The bill follows recent criticism of employers using non-compete agreements with low-wage workers. Last year, employees sued a large sandwich chain for forbidding them from "working at any food service venue that derives 10% or more of its revenue from the sale of 'submarine, hero-type, deli-style, pita and/or wrapped or rolled sandwiches' within three miles" of the restaurant for a period of two years. Ellen Shulock Caro and Michael Weil "For Here or To Go? Senators Introduce Bill to Ban Noncompete Agreements, Increase Mobility For Sandwich Makers and Other Low-Wage Workers," jdsupra.com (Jun. 18, 2015).

 As this proposed legislation shows, lawmakers and courts are often suspicious of non-compete agreements, especially for low-wage workers, because they prevent freedom of movement, which many feel is essential in a free market.

Non-compete agreements are most appropriate when used with executives and sales people who have access to trade secrets or clients, and who could seriously hurt the employer if these are taken to a competitor or used to start a business. In these cases, requiring employees to sign non-compete agreements protects a valid business interest.

On the other hand, preventing low-wage workers who do not have knowledge of sensitive information or access to restricted files from moving to a better job in the same field looks like an attempt not to protect a business interests, but to reduce turnover. By preventing the freedom of employees to move to higher-paying jobs or jobs with better benefits, such employers look like they are trying to keep workers through questionable methods.

The likelihood of the bill passing Congress is uncertain—although many Congressmen and non-profit organizations support the bill, it does not appear to have bipartisan support. However, even if the bill does not pass Congress this session, similar legislation is likely to appear at the national and state levels in the future. Therefore, employers would do well to consider the consequences of such legislation now.

It is best practice for employers to keep employees by offering competitive wages, attractive benefits, and a positive work environment. Creating strict contracts that stymie employees may keep a few workers in the short term, but the best employees will not want to work for such organizations. In the long term, requiring non-compete agreements in cases where they are not required could lead to a lawsuit.

Employers that use non-compete agreements should examine which employees they affect and only require them for employees with access to trade secrets and valuable client lists. Examine business practices to make sure that employees are attracted to the organization by the pay and work environment offered, and are not staying just because they are afraid of seeking a better job elsewhere.
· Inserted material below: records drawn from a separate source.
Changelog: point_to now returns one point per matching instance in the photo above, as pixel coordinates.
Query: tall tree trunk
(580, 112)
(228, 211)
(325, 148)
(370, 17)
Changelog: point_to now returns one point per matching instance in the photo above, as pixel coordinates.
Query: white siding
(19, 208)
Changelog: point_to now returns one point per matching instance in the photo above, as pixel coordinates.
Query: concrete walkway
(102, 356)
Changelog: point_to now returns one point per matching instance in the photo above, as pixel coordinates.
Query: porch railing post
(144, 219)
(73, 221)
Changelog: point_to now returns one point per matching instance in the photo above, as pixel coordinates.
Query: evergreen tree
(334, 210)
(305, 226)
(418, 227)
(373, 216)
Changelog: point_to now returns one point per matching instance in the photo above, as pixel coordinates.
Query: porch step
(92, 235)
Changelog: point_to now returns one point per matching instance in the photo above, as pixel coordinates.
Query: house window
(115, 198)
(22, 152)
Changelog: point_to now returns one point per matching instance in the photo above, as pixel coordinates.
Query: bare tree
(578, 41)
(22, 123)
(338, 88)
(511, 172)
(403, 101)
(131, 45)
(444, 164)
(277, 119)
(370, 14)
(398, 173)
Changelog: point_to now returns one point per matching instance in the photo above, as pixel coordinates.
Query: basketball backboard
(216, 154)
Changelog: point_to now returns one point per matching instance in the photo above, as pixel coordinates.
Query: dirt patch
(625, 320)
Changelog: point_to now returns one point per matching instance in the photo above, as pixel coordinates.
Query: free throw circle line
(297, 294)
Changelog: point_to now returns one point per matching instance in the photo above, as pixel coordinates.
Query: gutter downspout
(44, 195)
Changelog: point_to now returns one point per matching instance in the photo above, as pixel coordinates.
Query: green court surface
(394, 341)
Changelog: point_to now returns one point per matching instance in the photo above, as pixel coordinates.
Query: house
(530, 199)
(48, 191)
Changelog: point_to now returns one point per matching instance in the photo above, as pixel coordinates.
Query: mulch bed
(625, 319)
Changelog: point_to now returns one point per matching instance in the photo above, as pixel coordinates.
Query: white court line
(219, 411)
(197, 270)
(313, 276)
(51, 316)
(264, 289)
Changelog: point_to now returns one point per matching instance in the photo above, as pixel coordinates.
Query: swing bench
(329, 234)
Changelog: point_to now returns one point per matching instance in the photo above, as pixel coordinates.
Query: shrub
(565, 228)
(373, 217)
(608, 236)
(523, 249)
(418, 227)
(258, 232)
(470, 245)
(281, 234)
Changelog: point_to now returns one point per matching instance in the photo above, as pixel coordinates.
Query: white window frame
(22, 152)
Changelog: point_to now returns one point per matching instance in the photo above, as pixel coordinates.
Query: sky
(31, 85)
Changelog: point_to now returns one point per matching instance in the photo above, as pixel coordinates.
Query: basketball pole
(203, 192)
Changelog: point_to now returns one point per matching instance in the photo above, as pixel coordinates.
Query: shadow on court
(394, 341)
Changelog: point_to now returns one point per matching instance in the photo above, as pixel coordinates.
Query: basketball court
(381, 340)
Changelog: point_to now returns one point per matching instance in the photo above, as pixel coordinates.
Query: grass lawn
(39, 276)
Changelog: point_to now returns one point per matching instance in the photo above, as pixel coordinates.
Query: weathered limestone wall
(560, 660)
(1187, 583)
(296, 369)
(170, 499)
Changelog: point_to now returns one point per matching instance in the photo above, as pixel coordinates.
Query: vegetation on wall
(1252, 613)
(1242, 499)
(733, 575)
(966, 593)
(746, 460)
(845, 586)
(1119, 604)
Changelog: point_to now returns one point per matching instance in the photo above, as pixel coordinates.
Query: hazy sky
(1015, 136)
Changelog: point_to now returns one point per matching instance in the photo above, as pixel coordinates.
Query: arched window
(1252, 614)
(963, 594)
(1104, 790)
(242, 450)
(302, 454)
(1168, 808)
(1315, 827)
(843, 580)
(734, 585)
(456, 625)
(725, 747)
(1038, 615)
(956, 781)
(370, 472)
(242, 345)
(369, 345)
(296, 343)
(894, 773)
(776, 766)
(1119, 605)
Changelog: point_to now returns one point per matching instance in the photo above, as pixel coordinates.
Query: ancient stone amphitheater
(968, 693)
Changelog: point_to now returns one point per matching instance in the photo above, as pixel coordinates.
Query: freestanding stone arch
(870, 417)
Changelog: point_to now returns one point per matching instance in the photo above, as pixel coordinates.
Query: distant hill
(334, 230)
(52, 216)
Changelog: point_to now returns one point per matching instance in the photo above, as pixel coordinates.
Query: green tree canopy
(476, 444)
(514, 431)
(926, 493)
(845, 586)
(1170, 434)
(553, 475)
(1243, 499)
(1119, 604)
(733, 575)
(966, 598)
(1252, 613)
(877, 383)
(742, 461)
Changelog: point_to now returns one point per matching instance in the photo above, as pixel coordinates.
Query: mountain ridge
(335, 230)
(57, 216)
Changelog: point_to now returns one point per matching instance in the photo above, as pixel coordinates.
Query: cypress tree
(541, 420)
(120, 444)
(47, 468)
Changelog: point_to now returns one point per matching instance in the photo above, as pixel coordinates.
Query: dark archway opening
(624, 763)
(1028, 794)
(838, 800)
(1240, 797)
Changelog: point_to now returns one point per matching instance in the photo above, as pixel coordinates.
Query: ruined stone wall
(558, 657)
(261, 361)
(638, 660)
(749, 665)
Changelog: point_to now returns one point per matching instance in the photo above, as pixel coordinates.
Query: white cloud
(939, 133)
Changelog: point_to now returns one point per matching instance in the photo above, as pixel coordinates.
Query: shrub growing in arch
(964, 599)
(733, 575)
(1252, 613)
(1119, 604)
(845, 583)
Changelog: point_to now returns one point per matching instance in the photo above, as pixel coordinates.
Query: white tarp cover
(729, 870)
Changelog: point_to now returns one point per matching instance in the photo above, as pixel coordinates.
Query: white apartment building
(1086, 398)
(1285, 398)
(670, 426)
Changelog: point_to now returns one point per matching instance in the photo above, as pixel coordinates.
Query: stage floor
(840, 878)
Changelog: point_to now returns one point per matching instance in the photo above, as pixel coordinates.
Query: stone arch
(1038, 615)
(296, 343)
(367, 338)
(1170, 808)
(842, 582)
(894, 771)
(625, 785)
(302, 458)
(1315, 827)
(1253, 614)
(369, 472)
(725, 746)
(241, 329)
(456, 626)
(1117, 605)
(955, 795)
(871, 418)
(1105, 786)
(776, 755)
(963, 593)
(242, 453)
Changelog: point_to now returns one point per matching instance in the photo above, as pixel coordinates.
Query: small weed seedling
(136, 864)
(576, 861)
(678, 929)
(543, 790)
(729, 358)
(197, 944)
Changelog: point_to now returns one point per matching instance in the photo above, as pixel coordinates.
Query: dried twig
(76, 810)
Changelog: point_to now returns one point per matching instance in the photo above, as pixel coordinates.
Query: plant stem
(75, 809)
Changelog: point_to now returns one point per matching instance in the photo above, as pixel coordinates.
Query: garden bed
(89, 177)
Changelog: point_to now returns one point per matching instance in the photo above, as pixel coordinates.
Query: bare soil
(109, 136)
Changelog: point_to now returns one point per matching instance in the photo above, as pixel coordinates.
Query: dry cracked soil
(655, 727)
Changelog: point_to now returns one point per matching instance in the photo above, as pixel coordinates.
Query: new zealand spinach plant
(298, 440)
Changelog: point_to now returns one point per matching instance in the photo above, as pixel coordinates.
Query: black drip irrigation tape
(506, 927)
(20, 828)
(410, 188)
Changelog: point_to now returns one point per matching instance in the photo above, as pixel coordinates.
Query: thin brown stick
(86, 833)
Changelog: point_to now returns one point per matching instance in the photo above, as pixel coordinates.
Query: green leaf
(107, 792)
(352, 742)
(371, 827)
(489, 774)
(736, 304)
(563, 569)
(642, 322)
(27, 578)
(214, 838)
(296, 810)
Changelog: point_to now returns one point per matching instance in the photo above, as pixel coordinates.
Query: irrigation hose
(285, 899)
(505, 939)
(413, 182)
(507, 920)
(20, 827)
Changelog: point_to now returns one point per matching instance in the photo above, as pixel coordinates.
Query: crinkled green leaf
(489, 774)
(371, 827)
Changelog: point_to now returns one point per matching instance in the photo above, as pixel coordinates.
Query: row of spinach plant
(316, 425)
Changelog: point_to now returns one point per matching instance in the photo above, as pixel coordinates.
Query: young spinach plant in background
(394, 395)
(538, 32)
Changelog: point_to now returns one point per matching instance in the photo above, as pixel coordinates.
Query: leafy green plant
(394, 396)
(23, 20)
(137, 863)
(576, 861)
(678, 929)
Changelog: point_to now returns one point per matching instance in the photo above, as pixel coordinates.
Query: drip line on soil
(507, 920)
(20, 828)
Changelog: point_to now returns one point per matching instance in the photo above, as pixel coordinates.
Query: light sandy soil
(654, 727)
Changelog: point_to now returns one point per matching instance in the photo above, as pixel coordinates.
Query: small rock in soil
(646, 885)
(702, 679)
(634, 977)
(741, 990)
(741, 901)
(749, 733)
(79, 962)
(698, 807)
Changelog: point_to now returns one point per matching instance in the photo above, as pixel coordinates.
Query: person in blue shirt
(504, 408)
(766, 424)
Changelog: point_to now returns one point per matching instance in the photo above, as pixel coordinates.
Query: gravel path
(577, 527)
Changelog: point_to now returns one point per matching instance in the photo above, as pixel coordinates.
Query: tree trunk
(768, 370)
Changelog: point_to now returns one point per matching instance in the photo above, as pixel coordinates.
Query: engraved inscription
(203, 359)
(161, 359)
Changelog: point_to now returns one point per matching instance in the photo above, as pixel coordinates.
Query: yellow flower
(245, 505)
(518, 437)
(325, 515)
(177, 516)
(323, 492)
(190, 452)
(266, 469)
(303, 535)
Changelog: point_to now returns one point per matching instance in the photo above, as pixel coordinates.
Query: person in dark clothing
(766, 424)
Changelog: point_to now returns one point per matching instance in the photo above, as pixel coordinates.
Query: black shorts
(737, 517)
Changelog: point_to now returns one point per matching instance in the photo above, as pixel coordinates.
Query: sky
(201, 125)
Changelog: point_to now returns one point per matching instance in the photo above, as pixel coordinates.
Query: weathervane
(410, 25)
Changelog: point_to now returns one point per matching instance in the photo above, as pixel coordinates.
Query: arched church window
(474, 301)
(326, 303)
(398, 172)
In addition, employers that require non-compete agreements in their contracts may be nullifying the at-will employment doctrine. Employers should make sure their contracts do not promise employees continued employment or otherwise negate the at-will doctrine.

Some of the benefits of preserving the at-will doctrine for employers include: 

  • An employer can terminate an employee at any time for any reason (except an illegal one) or for no reason without incurring legal liability.
  • An employer can change the terms of the employment relationship (e.g. wages, benefits, leave time) with no notice and no consequences.
  • At-will employees would have to show that the reason for termination was illegal (e.g. discriminatory or retaliatory) to win a wrongful termination lawsuit.
  • Employers can continually improve the functioning of the organization because they can have freedom to terminate employees who are not performing well or who are hurting the organization or putting it at risk.